Primeiro, temos que nos aceitar. Mesmo muito abaixo ou acima do peso, temos que nos amar, nos aceitar e nos valorizar, pois, só a partir disso, poderemos mudar. Criar um ódio ou uma briga contra nós mesmos só vai nos trazer culpa, tristeza e a sensação de fracasso. O primeiro passo é nos aceitarmos, vermos a beleza que há em nós e nos amar. Independente de peso. Independente de forma corporal. Isso não significa se conformar com a situação, como por exemplo, estar sem saúde. Isso significa se aceitar, se valorizar e se amar, e a partir disso, se permitir mudar.

Segundo, devemos focar no nosso bem-estar e na nossa saúde! Precisamos ter em mente que o peso nunca deve ser um foco! Na verdade, o peso equilibrado deve ser uma consequência de nossas ações em prol da nossa saúde, do nosso bem estar e do nosso corpo.
 
Terceiro, proponho pra vocês uma ideia que vem crescendo pouco a pouco, retomando os sentidos naturais da alimentação e propondo uma vida sem restrições. Uma ideia que traz uma alimentação flexível, livre de proibições, consciente e que respeita seus sentidos físicos e psicológicos. Esta ideia é a alimentação intuitiva (intuitive eating)/alimentação consciente (mindful eating) (elas têm algumas diferenças técnicas, mas em geral nos levam pra mesma linha!). Linhas de pensamento que trazem:
 
- As pazes com a comida. Dê adeus a sua guerra contra ela. Admita a função importante que a comida tem pra você; perceba que não há alimentos bons e ruins e permita que sua alimentação seja variada e flexível.

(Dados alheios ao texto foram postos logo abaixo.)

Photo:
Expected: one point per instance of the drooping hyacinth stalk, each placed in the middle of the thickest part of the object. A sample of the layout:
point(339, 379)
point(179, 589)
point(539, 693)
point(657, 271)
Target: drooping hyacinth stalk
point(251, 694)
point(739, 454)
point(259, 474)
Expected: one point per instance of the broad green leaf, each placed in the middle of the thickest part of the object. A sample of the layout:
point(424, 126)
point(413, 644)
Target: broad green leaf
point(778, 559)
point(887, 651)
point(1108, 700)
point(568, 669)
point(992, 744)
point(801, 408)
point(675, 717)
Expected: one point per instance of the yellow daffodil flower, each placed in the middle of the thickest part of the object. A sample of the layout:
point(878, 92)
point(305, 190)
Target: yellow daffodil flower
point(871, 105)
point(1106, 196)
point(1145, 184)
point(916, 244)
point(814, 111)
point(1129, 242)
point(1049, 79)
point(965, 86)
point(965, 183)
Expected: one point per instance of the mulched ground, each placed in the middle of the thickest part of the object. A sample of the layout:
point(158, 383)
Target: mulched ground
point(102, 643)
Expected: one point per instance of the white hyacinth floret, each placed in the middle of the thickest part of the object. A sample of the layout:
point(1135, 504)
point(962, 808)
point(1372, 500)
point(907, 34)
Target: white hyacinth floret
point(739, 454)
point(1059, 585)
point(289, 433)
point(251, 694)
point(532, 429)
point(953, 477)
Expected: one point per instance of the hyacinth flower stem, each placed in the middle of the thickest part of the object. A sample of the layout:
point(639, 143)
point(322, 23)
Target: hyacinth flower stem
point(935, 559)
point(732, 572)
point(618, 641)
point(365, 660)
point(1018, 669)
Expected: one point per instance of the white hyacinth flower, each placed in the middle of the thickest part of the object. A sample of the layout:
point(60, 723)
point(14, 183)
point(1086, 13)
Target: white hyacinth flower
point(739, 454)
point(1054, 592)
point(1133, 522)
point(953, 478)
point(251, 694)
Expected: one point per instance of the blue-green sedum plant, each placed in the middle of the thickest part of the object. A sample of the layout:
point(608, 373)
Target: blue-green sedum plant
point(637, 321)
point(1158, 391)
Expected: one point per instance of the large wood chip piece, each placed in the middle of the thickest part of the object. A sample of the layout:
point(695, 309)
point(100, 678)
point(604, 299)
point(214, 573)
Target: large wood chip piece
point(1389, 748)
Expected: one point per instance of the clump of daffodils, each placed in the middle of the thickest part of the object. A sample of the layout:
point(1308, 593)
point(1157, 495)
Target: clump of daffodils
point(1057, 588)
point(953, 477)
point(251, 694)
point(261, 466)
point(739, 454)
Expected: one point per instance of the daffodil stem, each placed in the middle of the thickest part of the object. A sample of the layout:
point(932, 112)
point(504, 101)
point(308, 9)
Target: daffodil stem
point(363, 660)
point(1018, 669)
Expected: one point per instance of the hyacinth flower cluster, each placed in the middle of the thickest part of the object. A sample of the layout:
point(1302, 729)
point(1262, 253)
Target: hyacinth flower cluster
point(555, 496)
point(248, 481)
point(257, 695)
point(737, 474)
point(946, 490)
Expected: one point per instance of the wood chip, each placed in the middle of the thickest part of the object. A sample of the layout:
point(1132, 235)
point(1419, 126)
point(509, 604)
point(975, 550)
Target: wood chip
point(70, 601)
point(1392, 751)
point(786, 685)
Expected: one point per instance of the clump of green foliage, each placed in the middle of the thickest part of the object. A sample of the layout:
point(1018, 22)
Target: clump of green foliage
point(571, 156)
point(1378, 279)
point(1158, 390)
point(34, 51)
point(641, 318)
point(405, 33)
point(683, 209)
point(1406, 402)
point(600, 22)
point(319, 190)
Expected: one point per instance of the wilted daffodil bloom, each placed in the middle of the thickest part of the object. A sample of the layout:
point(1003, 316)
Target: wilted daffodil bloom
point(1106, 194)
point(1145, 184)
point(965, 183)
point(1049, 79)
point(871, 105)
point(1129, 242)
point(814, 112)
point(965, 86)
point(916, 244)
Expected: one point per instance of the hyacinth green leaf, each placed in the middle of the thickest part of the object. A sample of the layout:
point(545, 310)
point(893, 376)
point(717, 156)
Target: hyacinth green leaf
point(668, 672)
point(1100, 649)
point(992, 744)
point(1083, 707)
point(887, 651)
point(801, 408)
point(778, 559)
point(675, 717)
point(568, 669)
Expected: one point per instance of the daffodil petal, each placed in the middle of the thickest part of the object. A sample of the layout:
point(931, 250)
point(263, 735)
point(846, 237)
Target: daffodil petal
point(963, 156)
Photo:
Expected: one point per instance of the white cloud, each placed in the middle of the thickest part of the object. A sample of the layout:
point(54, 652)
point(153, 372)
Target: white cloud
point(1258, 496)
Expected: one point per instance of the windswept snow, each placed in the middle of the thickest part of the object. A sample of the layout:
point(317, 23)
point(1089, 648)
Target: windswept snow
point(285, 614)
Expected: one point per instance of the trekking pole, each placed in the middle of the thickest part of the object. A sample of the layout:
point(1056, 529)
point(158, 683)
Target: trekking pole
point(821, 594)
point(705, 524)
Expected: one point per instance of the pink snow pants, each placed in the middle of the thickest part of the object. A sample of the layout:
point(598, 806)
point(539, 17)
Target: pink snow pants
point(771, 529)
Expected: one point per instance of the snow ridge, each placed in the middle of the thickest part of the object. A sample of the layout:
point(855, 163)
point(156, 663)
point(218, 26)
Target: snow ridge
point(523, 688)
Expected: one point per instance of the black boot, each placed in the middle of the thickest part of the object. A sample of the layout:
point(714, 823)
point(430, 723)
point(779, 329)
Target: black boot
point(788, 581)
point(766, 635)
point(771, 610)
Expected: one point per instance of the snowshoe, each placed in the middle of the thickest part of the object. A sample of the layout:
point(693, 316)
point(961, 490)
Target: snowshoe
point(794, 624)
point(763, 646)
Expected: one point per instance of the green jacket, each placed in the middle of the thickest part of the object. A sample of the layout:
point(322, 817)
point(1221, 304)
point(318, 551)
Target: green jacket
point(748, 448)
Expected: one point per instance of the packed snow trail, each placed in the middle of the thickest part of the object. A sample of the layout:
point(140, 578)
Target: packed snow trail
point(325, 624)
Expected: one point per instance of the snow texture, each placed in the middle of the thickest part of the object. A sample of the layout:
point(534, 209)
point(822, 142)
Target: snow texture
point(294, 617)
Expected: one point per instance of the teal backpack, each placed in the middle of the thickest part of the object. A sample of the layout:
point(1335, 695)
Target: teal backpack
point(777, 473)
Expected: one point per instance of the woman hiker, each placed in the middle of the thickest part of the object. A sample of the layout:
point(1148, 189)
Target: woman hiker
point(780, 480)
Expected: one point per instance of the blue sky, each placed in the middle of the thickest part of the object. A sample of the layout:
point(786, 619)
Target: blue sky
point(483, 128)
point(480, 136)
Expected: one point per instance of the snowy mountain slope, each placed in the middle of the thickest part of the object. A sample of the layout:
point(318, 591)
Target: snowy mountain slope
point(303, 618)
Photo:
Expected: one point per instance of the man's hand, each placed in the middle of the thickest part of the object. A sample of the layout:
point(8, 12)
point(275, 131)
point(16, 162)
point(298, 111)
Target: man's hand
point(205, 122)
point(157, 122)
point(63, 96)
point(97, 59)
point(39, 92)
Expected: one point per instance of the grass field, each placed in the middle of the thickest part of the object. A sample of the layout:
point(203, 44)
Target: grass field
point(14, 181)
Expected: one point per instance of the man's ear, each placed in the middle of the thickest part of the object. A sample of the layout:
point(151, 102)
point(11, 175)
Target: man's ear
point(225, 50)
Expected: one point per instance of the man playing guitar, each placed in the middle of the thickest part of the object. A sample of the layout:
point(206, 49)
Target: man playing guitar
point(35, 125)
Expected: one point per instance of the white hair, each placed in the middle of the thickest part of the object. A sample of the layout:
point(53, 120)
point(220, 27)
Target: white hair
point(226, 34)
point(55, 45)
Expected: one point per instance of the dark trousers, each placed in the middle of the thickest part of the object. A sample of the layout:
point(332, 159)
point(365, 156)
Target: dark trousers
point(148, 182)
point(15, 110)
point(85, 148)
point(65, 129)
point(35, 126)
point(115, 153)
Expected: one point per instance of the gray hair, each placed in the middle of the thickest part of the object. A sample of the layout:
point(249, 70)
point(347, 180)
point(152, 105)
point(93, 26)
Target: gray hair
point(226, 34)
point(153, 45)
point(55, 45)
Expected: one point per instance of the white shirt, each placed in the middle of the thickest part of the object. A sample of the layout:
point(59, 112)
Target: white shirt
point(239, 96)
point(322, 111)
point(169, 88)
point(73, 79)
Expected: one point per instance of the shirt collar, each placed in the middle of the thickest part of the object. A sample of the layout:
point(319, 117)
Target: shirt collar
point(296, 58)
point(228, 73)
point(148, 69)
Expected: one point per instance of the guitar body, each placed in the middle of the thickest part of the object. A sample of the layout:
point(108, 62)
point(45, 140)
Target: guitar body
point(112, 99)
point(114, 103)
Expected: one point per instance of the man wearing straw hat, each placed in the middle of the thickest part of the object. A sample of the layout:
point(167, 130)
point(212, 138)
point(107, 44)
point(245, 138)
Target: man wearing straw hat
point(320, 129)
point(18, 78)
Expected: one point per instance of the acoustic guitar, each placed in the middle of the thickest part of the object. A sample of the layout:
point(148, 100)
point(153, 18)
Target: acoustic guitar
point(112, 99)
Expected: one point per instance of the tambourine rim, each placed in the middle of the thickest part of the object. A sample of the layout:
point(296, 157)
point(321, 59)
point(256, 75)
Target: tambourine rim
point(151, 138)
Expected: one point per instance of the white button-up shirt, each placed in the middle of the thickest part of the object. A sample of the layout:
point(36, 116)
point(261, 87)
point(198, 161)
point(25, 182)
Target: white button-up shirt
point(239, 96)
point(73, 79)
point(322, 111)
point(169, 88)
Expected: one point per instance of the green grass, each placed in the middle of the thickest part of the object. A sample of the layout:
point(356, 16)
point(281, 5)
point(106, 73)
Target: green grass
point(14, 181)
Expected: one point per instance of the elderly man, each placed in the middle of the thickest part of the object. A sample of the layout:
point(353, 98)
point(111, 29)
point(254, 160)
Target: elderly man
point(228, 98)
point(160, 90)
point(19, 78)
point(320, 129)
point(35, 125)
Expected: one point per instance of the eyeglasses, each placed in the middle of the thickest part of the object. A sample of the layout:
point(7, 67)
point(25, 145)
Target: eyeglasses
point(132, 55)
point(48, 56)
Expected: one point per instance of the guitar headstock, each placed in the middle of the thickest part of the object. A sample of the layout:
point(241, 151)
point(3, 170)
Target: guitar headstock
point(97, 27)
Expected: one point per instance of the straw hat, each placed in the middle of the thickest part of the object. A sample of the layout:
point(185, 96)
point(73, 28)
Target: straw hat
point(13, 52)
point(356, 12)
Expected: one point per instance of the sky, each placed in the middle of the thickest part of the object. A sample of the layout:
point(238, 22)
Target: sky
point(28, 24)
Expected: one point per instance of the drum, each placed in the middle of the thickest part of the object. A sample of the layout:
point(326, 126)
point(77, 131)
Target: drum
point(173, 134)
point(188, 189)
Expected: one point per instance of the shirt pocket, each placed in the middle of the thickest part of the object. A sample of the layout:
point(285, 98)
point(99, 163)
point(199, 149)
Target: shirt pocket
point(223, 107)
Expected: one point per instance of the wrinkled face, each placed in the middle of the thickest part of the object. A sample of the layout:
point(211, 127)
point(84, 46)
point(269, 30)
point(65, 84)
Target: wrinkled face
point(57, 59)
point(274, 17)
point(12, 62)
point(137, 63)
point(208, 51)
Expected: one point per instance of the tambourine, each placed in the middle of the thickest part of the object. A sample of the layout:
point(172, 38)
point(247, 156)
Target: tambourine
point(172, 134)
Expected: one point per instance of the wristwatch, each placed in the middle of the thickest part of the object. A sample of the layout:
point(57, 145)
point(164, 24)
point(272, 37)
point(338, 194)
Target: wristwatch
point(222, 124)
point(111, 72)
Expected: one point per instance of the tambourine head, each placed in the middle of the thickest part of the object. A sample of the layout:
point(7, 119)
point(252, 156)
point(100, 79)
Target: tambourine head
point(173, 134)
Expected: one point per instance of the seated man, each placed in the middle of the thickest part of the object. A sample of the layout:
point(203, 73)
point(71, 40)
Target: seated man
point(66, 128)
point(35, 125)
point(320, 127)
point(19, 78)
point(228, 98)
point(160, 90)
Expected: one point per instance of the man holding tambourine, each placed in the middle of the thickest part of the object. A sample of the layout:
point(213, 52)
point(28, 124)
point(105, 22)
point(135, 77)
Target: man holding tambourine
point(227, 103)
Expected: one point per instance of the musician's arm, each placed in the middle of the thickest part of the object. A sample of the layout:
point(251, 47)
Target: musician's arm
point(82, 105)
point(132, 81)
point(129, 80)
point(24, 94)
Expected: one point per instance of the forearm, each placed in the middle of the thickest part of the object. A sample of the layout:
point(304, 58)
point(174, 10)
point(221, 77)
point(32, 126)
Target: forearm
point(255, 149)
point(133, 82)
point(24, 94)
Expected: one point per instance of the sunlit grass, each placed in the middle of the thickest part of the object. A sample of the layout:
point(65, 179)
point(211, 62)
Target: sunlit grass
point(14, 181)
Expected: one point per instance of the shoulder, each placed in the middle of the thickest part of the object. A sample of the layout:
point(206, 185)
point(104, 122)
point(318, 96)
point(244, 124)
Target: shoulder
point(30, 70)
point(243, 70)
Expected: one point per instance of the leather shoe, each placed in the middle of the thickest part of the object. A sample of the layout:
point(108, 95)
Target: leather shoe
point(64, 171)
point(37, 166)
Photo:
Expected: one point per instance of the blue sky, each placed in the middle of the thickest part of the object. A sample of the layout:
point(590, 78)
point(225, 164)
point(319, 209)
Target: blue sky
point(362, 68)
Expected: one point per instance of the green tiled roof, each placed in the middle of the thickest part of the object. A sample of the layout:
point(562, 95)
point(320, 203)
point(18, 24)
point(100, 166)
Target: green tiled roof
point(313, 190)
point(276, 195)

- Perceba todas as funções do alimento. A comida tem a função de nos nutrir, mas ela também tem funções sociais, culturais e emocionais em nossas vidas, e isso não deve ser evitado. Deixar de ir a um churrasco com os amigos porque você não quer comer é negar esses outros sentidos da alimentação.

O fim de qualquer restrição. É isso mesmo! A única regra é essa: tudo pode! Você deve estar pensando “Tá, desse jeito, eu vou comer até explodir!” Mas o que acontece é que nosso corpo reage de uma forma bem interessante. Quando abandonamos as restrições, pouco a pouco nosso corpo vai se acostumando a não se privar mais, e consequentemente vai deixando de ter desejos por comida, e nós vamos parando com obsessões e compulsões alimentares. Talvez nas primeiras semanas que você esteja praticando a alimentação intuitiva, você se sinta descontrolada e acabe comendo excessivamente. Mas depois de um certo período, o corpo se adapta e estas vontades e obsessões alimentares vão deixando de existir. Este é o segredo: quando se aceita tudo, seu corpo para de desejar tudo. E assim você leva uma alimentação flexível, livre de proibições e equilibrada (pois seu corpo vai pedir alimentos variados que nutram seu organismo, e também que nutram a alma!).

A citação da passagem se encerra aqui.